The column name is 32 bits of data. The first 31 bits is the unsigned time offset from the row key (in milliseconds). The last bit is unused.
The value of the column varies depending on the type of value. The exact format is defined by the writeValueToBuffer method on the DataPoint.
The length of the row is set to exactly three weeks of data or 1,814,400,000 columns.
This row is primarily used when querying the data. The row key is the name of the metric. The names of the columns are the row keys from the data_points column family. The columns have no values.
Just an index to lookup what metric names, tag names and tag values are in the system. There are three rows one for each of the above mentioned.
When a query comes in a column slice of the row key index is done for the particular metric, this returns the rows that will contain the data.
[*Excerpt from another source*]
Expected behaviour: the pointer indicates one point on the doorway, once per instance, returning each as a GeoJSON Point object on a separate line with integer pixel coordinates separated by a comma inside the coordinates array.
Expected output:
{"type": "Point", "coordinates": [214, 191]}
The row keys are then filtered based on if any tags were specified. A multi get hector call is made to fetch the data from the various rows. If any row has more data then the remainder is fetched individually using a larger buffer.
For one we do not use id’s for strings. The string data (metric names and tags) are written to row keys and the appropriate indexes. Because Cassandra has much wider rows there are far fewer keys written to the database. The space saved by using id’s is minor and by not using id’s we avoid having to use any kind of locks across the cluster.
As mentioned the Cassandra has wider rows. The default row size in OpenTSDB HBase is 1 hour. Cassandra is set to 3 weeks.